Rohingya refugees fled by boat to Bangladesh, to Cox’s Bazar. That is where many of them now live; confined to a refugee camp for more than five years, they languish in poverty and squalor. But the refugee crisis is not over. With Myanmar in a state of cruel civil war, and the Rohingya still exiled from their home, the refugee movement continues.
The Washington Post reports that Rohingya women, especially, are attempting to pay smugglers to take them and their children away from the camps in Cox’s Bazar. Using UN statistics, the Post estimates that more than 3,500 Rohingya have attempted to flee their confinement in 2022, which represents a fivefold increase from the year before: Tellingly, this is the largest number of Rohingya attempting to leave Bangladesh or any country since the mass movement under threat of violence in 2017.

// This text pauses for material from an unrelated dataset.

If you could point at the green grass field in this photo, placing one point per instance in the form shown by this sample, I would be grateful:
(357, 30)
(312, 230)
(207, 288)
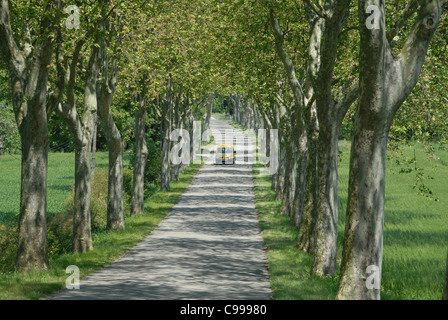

They wish to move on because the refugee camps in Cox’s Bazar are not just inadequate: They are horrific. The adults cannot work – at least legally, so they must resort to the illicit economy. The children are malnourished and risk famine. Bangladeshi authorities are prone to turn blind eyes to gang activity in the camp, and the illegal use of trafficked Rohingya labor in India and Bangladesh itself. This is not a place the Rohingya mothers wish their children to grow up – a camp out of place and out of time, where safe return home is a distant and unlikely dream.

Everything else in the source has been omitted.